Stephen Monna and Giuditta Marinaro, INGV, Italy

Stephen and Giuditta's team at INGV, the Italian National Institute of Geophysics and Volcanology (, study the marine environment focussing on natural hazards, analyzing multiparametric (geophysical, geochemical and oceanographic) observations. Data are collected by EMSO seafloor and water column observatories in different nodes throughout the European seas. Using the INDIGO platform the team will be able to examine and analyze multiparametric time series and perform a continuous quality control and assessment of EMSO time series  more easily and effectively.





Stephen Monna, INGV, Italy

Champion’s team

The INGV team includes geophysicists, physicists, engineers and technicians (electronics and computer science). Everyone is engaged in operating and running experiments at the Western Ionian node of the European Research Infrastructure EMSO – the European Multidisciplinary Seafloor and water-column Observatory. The team is responsible for the enhancement, long-term operation, and maintenance of geophysical and oceanographic equipment of the NEMO-SN1 observatory. NEMO-SN1 is located in the central Mediterranean at 2000m water depth. The research activity includes seismology, volcanology, tectonics, physical oceanography, and geochemistry studies of natural phenomena and their mutual interactions.

The case study: A cloud data analysis for the European Multidisciplinary Seafloor and water-column Observatory

The team studies the marine environment focussing on natural hazards (transient and long-term signals) analyzing multiparametric (geophysical, geochemical and oceanographic) observations. Data are collected by EMSO seafloor and water column observatories in different nodes throughout the European seas.

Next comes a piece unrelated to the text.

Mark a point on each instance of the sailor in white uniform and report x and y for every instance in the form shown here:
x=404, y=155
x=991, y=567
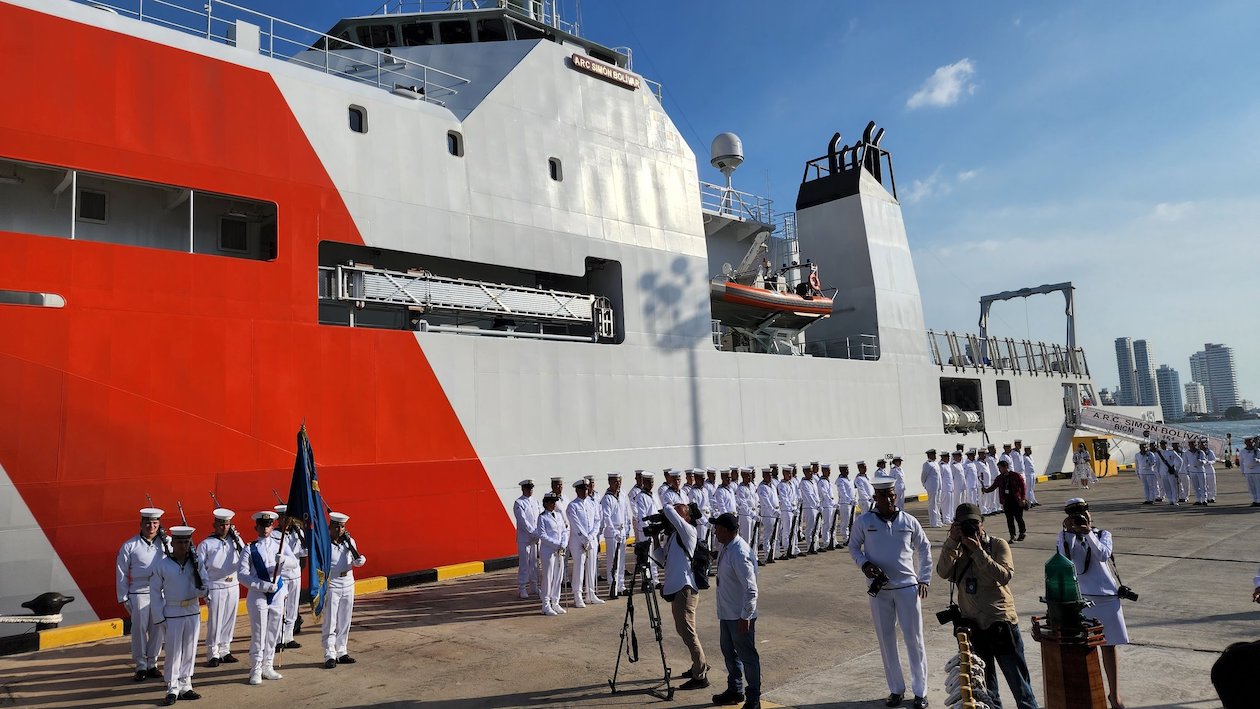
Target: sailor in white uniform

Thanks to INDIGO solutions they will be able to:

  • Perform a continuous quality control and assessment of EMSO time series. Similar to other research infrastructures, EMSO is committed in providing scientists with high quality data, this service will include the application of Quality Contro/Quality Assessment procedures. This task has to be performed as a routine. Since the data production amounts in hundreds of TB/year, thanks to INDIGO powerful computational environment this task can be more easily accomplished.
  • Apply multidisciplinary research. To understand and model complex natural processes we need to analyze simultaneously data series from many sensors. Using the INDIGO platform we will able to examine and analyze multiparametric time series.


Case Study & User story

Our case study is based on MOIST (Multidisciplinary Oceanic Information SysTem) a data portal-management system presently in use within EMSO for some multi-parametric observatories focused on standards, open accessibility and web services. This web interface allows discovering, visualizing and downloading the metadata and data related to seafloor campaigns with GEOSTAR-type observatories from 1998 to present. The datasets discovery can be done through the navigation menu (in particular by sites, projects, instruments). A representative large user story (or perhaps epic) for MOIST is about the study of some of the geohazards in the Mount Etna area (the largest sub-areal volcano in Europe) based on NEMO-SN1 observatory data. The analysed data comes from a broadband seafloor seismometer, an absolute pressure gauge and a hydrophone. The focus is on these three main non-earthquake signals:

  • Seismic signals associated with submarine landslides caused by slope instabilities of the volcano’s submerged flanks, moreover tectonic shifts can lead to submarine landslides.
  • Volcanic tremor signals, it is the result of sustained pressure fluctuations, probably related to stress variations induced by magma movement
  • Short duration ground-motion events (SDEs).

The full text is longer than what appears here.